After opening remarks by Kay and other members of the committee, Dennis introduced Professor Stephanie Jirard, who was his high school class president in Massachusetts. Stephanie stressed empathy and sensitivity and said, “You are an expert on race if you grew up in America.” Change will be gradual, she said, adding, “You need to remain hopeful.

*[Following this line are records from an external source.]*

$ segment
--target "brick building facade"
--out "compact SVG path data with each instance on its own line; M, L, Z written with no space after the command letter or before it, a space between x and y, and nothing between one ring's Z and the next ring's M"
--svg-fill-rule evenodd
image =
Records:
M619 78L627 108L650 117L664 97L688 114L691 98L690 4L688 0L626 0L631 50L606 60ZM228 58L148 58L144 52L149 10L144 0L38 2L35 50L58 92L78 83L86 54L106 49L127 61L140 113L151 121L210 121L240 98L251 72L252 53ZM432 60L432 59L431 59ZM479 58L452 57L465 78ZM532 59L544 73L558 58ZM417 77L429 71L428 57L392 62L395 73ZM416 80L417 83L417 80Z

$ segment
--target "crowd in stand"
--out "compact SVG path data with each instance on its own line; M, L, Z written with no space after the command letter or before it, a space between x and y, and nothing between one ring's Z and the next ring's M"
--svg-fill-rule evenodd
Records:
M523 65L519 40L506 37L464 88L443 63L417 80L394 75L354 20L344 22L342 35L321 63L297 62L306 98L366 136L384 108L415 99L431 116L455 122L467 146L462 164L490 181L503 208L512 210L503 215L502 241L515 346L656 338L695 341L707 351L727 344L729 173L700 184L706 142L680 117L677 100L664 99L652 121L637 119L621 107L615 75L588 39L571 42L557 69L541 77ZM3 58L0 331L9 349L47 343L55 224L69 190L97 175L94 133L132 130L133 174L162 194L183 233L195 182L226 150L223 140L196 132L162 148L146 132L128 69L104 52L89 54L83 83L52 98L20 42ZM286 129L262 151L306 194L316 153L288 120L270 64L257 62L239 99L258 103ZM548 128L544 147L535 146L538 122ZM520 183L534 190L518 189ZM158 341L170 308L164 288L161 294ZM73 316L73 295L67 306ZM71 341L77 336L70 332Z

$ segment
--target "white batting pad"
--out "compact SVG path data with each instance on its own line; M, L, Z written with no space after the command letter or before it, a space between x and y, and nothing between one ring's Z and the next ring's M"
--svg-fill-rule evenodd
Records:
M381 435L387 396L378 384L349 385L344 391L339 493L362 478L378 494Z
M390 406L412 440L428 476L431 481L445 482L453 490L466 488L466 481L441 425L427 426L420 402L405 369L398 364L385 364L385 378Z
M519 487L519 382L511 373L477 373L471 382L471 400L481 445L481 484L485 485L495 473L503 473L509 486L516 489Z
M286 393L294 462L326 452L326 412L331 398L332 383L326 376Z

This is not an area in which despair can grow and flourish” and “You have to speak about race in rooms where you have authority” and, when you do, keep in mind, “I speak for the voiceless.”
She continued, “You have to disrupt the status quo” and be aware that “challenging your identity or clear set of values creates friction.” She covered the knotty problem of “law and order” and, as a past trial lawyer, maintained, “I never won a jury trial based on intellect—it’s all emotional.” She used the O.J. Simpson trial as an example of why, in the face of all evidence, the jury did not call for the death penalty.
Stephanie showed a film clip of writer Kimberly Jones, who compared and contrasted the groups of protesters, rioters, and looters, in attendance at some Black Lives Matter marches after the murder of George Floyd, and urged being mindful of the poverty that motivated the last. She reminded that the reasons that Africans were brought to America were for agricultural work in the South and textile work in the North.
The Professor used the metaphor of an 1840s southern mansion in connection with “structural racism,” the different rooms representing aspects of government, society, and the law, with “enslaved people” not entering through the front door and moving through the rooms only with the leave of the white owners.
She explained that “how to get [cultural] changes to take hold” is by acting “consistently over time” to help people to adapt and to “reinforce new values.” Racism, she noted, is instilled in people at a very early age and, near the end of the discussion, she showed a film clip of an experiment in which two small black children, a girl and a boy, were given a choice between a white doll and a black doll and chose the white doll, because, although they felt that the black doll looked like them, they also felt that she was “bad.”
There is clearly much “work [that] has to be done culturally” by all of us. This discussion was a good start.